In the previous post, we used term profiles to judge the effects of participation inequality in simulated collections of 100 photographs. In this post, we will use them to judge the effects of participation inequality in Geograph, a collection of nearly six million photographs of Great Britain and Ireland.

Geograph

Geograph is a collection of nearly six million photographs of Great Britain and Ireland. Each photograph is associated with a 1km² location on either The National Grid or the Irish Grid Reference System, a description, and several tags.

Term profiles

Following this article by Ross Purves, Alistair Edwardes, and Jo Wood, I constructed three term profiles showing the percentage of photographs in each group that were tagged with the terms engine, hill, and road.

I wasn’t able to reconstruct the term profiles from the article, so we shouldn’t make comparisons between these term profiles and those from the article. Nevertheless, for engine and hill, there doesn’t seem to be a relationship between the percentage of photographs and ranked prolificness. However, there does seem to be a relationship between the percentage of photographs and ranked prolificness for road. The percentage of photographs is larger where ranked prolificness is smaller.

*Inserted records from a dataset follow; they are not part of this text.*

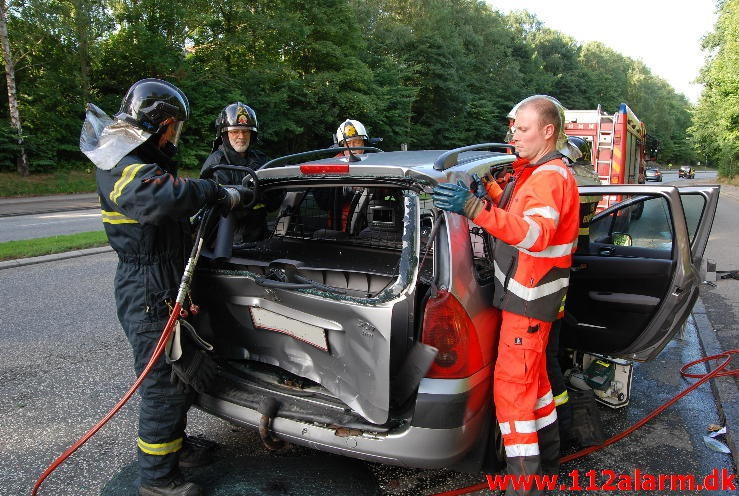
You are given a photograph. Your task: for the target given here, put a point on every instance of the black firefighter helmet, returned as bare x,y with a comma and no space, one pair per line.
234,116
152,104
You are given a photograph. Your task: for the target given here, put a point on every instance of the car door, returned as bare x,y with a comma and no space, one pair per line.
635,284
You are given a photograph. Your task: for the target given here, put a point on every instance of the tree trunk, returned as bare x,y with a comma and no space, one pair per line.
15,118
81,24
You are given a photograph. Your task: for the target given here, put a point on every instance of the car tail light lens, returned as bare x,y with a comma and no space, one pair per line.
309,169
447,327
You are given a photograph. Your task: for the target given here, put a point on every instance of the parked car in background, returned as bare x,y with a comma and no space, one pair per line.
653,174
362,323
686,172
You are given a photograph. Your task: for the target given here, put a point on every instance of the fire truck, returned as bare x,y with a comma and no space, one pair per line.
621,146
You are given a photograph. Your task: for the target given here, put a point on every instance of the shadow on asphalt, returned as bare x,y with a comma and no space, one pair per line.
260,476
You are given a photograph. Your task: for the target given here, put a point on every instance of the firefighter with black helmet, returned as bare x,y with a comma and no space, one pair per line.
146,209
236,133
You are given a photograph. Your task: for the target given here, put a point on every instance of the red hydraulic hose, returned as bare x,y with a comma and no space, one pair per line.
720,371
157,353
158,349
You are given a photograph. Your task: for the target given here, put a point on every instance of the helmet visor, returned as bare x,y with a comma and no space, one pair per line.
175,129
239,128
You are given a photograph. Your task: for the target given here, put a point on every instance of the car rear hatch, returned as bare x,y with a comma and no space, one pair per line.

We can see the relationship for road more clearly when we compare the z-scores to the numbers of users in each group.

For roughly the first 75% of groups, the range of z-scores is larger and the numbers of users in each group are smaller. For roughly the last 25% of groups, the range of z-scores is smaller and the numbers of users in each group are larger. The pattern suggests there is bias in the use of road.

Conclusion

I began the previous post by admitting that I couldn’t judge the effects of participation inequality using term profiles. However, by taking the technique apart and putting it back together again, I feel better able to detect the bias that is the result of a small number of users taking a large number of photographs.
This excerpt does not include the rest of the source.